Não sei se foram as pessoas que se adequaram perfeitamente às circunstâncias ou o contrário, mas poucas coisas nesse N poderiam ter se passado melhor para mim. Espero que a organização tenha idéia do que tudo isso significa. Eu, pelo menos, acho que tenho.

Amanhã tudo continua, depois de alguns dias a poeira baixa, a gente consegue desfazer a mala, lavar a roupa, arrumar o quarto, descarregar as fotos, acalmar as trocas de scraps, arquivar os papéis, e a vida começa a retomar o curso. Não tenho a menor pressa de fazer tudo isso, a palavra de ordem agora é deixar as coisas acontecerem. Se for pra ter pressa de alguma coisa, é pra colocar em prática as ideiazinahs que estão piscando agitadas no meu cérebro. Escrevo como um compromisso, para não esquecer de tudo o que tenho que fazer, das cartas que quero escrever, dos livros que preciso ler, das conversas que pretendo ter, dos dias que pretendo tornar mais proveitosos.

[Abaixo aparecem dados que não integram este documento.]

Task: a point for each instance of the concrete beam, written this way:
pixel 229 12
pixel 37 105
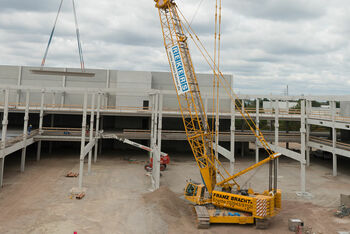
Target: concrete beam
pixel 82 146
pixel 329 149
pixel 25 133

E aquilo que hoje me deixa angustiada e até um pouco triste, as saudades de tudo aquilo que não coube em uma semana, talvez acalme. Me disseram que o N é bom porque acaba, acho que estou começando a entender porquê. Se não tivesse prazo, talvez fosse menos intenso, eu mesma disse que só sou inteira quando sou estranha.

Fica assim então, a vida invandindo o quarto, ansiosa por continuar. Um dia pra arrumar as coisas, outro pra comprar os livros, outro pra trocar as fotos, e eu sei que as saudades vão diminuir, eu sei que não é a primeira nem a segunda vez... E aquilo de que eu sinto falta talvez esbarre comigo perto de casa, numa tarde qualquer. Ou talvez eu esbarre com ele sabe-se lá onde e decida mudar tudo. Cada pode ser surpreendente e eu não vou me esforçar pra adivinhar o que está por vir. Voltei a ser prolixa o suficiente pra me cansar de escrever antes do fluxo de idéias se esgotar. Pra falar a verdade, espero que ele não se esgote nunca, apenas ganhe corpo e quem sabe um dia me leve a algum lugar. Assumindo a repetição, eu sempre quero chegar a algum lugar, parece que há em mim uma sina do moto contínuo que não me permite ficar muito tempo num mesmo lugar, e evidentemente não me refiro apenas a lugares físicos. Essa inquietude já me rendeu crises e noites de insônia, complexos de incompetência, mas agora eu prefiro achar que cada um tem seus meios de crescer e é muito mais importante tentar entender os que apontam a sua natureza do que tentar se encaixar nos parâmetros alheios.



São muitas, muitas as reflexões, o corpo do texto chega a ficar confuso. Mas isso é só um pouco da bagunça que os últimos dias instalaram em mim. Os responsáveis que vistam a carapuça e se manifestem, caso passem por aqui. Aceito cartões postais, telefonemas e quaisquer outras lembranças. Também me deixarão contente manifestações dos que se identificarem com tudo isso. Mas se ninguém falar nada também não há mal nenhum. Eu escrevi isso tudo me focando apenas na minha percepção subjetiva mesmo, e admito que não há muita qualidade literária no que acabou de sair. Publico apenas por um compromisso que assumi comigo. Que conste como registro de um momento muito feliz e muito confuso, e como exercício, sem falar nos lembretes e referências camuflados, que faço questão de não perder.